Die Kanzlei ist spezialisiert auf öffentliches Recht, insbesondere hinsichtlich verfassungsrechtlicher Fragen. Als federführender Anwalt agiert Remo Klinger. Er hat vor allem für die Deutsche Umwelthilfe viele maßgebliche Klimaurteile erstritten, darunter das maßgebliche Urteil des Bundesverfassungsgerichts, das 2021 Klimaschutz Verfassungsrang zubilligte.
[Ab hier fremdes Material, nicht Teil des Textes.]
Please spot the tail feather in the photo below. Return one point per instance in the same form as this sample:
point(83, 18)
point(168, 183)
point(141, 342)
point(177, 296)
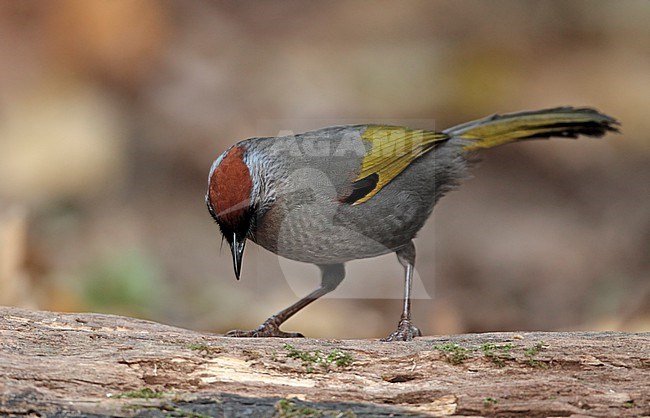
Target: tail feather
point(567, 122)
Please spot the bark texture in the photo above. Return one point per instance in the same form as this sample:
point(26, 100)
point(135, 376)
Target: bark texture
point(54, 364)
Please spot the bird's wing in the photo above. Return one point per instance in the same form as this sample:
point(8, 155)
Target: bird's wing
point(393, 148)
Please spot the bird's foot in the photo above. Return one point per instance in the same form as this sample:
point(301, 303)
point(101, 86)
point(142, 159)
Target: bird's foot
point(404, 332)
point(267, 329)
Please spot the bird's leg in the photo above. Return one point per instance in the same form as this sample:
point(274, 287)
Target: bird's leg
point(405, 331)
point(331, 277)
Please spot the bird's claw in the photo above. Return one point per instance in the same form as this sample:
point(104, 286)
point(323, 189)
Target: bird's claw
point(404, 332)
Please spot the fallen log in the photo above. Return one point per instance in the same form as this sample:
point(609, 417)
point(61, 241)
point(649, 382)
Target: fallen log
point(85, 364)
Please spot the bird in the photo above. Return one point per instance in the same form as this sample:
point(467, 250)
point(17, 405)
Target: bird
point(350, 192)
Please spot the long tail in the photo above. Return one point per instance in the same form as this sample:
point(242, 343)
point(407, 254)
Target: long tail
point(568, 122)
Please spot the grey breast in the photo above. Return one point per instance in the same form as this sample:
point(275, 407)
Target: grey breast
point(308, 222)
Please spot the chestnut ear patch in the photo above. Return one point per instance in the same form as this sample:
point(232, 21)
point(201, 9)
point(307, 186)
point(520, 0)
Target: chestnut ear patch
point(230, 188)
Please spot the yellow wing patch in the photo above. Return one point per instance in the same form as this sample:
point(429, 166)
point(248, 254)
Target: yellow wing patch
point(393, 149)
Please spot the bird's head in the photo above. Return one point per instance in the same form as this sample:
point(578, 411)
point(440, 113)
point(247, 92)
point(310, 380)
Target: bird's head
point(231, 201)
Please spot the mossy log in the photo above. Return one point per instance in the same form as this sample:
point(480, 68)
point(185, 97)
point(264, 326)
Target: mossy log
point(64, 365)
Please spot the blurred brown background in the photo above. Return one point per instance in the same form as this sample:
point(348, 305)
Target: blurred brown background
point(111, 113)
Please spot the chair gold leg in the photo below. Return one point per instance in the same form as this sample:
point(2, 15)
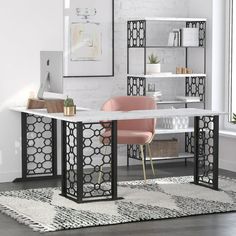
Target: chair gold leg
point(142, 156)
point(150, 155)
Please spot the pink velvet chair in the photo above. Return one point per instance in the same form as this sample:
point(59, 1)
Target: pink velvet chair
point(139, 132)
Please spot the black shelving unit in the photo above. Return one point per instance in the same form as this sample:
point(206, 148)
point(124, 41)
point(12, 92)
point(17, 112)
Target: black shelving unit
point(195, 84)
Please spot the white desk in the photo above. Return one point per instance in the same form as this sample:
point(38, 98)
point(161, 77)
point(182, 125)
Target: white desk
point(79, 133)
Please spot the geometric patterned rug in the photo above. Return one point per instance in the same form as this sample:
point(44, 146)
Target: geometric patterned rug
point(44, 210)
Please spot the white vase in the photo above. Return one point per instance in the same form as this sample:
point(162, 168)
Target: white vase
point(153, 68)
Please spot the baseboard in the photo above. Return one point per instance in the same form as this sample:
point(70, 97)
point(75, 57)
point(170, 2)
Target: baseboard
point(9, 176)
point(228, 165)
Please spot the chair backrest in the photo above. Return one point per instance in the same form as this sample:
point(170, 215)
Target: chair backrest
point(129, 103)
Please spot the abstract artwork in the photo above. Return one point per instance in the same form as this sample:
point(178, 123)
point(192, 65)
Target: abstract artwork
point(88, 38)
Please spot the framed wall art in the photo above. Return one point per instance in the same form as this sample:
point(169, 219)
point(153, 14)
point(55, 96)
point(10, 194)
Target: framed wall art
point(88, 38)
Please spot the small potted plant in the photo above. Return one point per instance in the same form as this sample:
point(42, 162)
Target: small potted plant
point(154, 66)
point(69, 107)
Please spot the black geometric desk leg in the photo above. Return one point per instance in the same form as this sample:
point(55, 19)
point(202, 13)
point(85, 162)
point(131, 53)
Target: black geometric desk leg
point(80, 163)
point(84, 153)
point(114, 161)
point(63, 158)
point(206, 145)
point(24, 145)
point(54, 147)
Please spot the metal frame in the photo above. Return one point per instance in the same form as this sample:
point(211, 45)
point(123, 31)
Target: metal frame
point(136, 86)
point(206, 147)
point(79, 155)
point(113, 56)
point(39, 148)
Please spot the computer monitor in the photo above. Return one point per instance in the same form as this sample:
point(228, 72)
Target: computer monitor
point(51, 74)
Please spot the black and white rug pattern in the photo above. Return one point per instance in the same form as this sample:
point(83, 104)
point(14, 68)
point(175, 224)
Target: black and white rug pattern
point(44, 210)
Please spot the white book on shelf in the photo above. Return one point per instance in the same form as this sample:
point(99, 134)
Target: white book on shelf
point(190, 37)
point(171, 39)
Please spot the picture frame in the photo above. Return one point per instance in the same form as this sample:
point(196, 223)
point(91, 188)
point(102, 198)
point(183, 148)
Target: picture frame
point(88, 38)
Auf dieser Grundlage gelang es der Umwelthilfe und Klinger seitdem immer wieder, die Regierung aufgrund mangelhaften Klimaschutzes vor sich herzutreiben, zuletzt im Mai durch ein Urteil des Oberverwaltungsgerichts Berlin-Brandenburg.

„Remo Klinger ist Experte darin, verfassungsrechtliches Neuland zu erschließen. Er ist der Mann der Stunde“, sagt DWE-Sprecher Achim Lindemann zur taz. Der „Mann der Stunde“ selbst lässt sich dabei mit den Worten zitieren: „Die Vergesellschaftung ist ein Instrument, das spannende Möglichkeiten bietet, um der Wohnungskrise in unseren Großstädten etwas entgegenzusetzen.“ Klinger ist gleichwohl nicht allein verantwortlich, sondern arbeitet zusammen mit weiteren An­wäl­t:in­nen der Kanzlei und einem juristischen Beirat der Initiative.

Laut Lindemann laufe die Arbeit seit Monaten und komme gut voran: „Wir sind tief in den Einzelfragen.“ Regelmäßig beraten Anwälte und Beirat in einem Jour fixe, um sich „über Fortschritte und Baustellen auszutauschen“. Immer wieder würden auch externe Rechts­ex­per­t:in­nen herangezogen, um der „komplexen“ Materie, wie auch Klinger sagt, gerecht zu werden.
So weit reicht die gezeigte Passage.